Find Unique Binary String

medium backtracking cantor diagonal

Problem

You are given an array nums of n distinct binary strings, each exactly n characters long. Return any binary string of length n that does not appear in nums. Since there are 2ⁿ possible strings and only n of them are taken, a missing string always exists; if several are missing, any one is accepted.

Inputnums = ["0110","1010","0010","1101"]

Output"1100"

Flipping each diagonal bit (0→1, 0→1, 1→0, 1→0) builds "1100", which differs from nums[i] at position i for every i — so it cannot be in the list.

binary strings (comma-separated, n strings of length n)

def find_different_binary_string(nums):
    n = len(nums)
    ans = []
    for i in range(n):
        bit = nums[i][i]                        # diagonal bit
        ans.append('1' if bit == '0' else '0')  # flip it
    return ''.join(ans)

function findDifferentBinaryString(nums) {
  const n = nums.length;
  let ans = "";
  for (let i = 0; i < n; i++) {
    const bit = nums[i][i];          // diagonal bit
    ans += bit === "0" ? "1" : "0";  // flip it
  }
  return ans;
}

String findDifferentBinaryString(String[] nums) {
    int n = nums.length;
    StringBuilder ans = new StringBuilder();
    for (int i = 0; i < n; i++) {
        char bit = nums[i].charAt(i);       // diagonal bit
        ans.append(bit == '0' ? '1' : '0'); // flip it
    }
    return ans.toString();
}

string findDifferentBinaryString(vector<string>& nums) {
    int n = nums.size();
    string ans;
    for (int i = 0; i < n; i++) {
        char bit = nums[i][i];           // diagonal bit
        ans += (bit == '0') ? '1' : '0'; // flip it
    }
    return ans;
}

Explanation

The obvious route is backtracking: put the n given strings in a hash set, then DFS over binary strings of length n bit by bit and return the first one the set does not contain. Because only n strings are occupied out of 2ⁿ, you are guaranteed to find a miss among the first n + 1 candidates you try, so even that brute force is fast.

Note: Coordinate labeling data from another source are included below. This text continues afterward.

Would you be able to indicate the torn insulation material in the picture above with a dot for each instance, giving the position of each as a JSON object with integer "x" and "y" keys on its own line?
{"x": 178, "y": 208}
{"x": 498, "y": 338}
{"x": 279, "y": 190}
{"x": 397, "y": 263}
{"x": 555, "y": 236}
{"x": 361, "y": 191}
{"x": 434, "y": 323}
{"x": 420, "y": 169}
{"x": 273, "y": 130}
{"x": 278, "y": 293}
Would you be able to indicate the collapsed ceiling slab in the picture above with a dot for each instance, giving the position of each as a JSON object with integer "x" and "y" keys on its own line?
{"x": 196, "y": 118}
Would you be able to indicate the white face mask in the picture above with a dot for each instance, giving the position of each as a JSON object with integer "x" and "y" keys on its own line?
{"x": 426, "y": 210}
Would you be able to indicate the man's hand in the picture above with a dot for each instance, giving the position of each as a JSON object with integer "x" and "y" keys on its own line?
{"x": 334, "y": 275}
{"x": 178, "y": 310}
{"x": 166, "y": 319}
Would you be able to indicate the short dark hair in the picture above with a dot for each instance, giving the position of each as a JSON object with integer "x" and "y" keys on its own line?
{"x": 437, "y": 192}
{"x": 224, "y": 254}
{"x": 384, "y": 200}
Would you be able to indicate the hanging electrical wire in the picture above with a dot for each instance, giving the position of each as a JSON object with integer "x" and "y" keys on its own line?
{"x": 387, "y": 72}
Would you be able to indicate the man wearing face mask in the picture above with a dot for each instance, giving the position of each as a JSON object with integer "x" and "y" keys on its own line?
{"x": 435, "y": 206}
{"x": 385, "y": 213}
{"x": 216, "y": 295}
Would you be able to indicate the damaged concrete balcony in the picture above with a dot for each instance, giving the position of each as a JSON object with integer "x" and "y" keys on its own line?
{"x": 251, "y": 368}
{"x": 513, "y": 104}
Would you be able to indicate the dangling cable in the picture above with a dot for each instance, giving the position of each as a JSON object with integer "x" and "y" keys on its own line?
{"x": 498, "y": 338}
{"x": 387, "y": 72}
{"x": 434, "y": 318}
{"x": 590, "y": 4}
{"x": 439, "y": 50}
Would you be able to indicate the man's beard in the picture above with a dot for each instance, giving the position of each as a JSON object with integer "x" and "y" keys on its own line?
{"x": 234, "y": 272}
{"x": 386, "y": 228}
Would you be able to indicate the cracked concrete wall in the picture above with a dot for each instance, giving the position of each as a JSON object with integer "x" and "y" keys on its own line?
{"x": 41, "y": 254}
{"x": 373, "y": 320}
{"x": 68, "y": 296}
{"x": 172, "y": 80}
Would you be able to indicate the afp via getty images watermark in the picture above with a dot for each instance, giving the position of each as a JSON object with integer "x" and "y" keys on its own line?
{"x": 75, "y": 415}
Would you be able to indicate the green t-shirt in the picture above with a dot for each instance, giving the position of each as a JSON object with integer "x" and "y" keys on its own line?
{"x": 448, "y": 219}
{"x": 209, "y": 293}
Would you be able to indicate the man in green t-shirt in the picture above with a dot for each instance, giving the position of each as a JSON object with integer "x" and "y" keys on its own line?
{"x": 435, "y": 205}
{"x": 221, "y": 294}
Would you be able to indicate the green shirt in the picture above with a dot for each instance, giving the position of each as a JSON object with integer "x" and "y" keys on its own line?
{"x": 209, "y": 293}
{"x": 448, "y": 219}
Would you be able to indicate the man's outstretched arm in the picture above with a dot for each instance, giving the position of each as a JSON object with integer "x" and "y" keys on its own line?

But there is a one-pass construction that needs no search at all: Cantor's diagonal argument, the same trick used to prove the real numbers are uncountable. Stack the n strings into an n × n grid of bits and walk down the main diagonal. Build the answer by taking the opposite of each diagonal bit: ans[i] = flip(nums[i][i]).

Why must this answer be missing? Compare ans with any string nums[i]: at position i they disagree by construction, because we deliberately flipped that exact bit. Differing in even one position means the strings are not equal, so ans differs from every row of the grid — a guaranteed miss without ever checking membership.

Walk the default example ["0110","1010","0010","1101"]. The diagonal reads 0, 0, 1, 1 (bit 0 of row 0, bit 1 of row 1, and so on). Flipping each gives 1, 1, 0, 0, so the answer is "1100". It differs from row 0 at bit 0, row 1 at bit 1, row 2 at bit 2, and row 3 at bit 3 — none of the four rows can equal it.

The crucial precondition is that the count of strings equals their length: n rows give us exactly n diagonal positions, one per row, which is just enough to dodge every row once. The construction reads one character per string and appends one character to the answer, so it runs in O(n) time with O(n) space for the output — beating the set-based search, which already pays O(n²) just to hash the inputs.

Time: O(n) Space: O(n)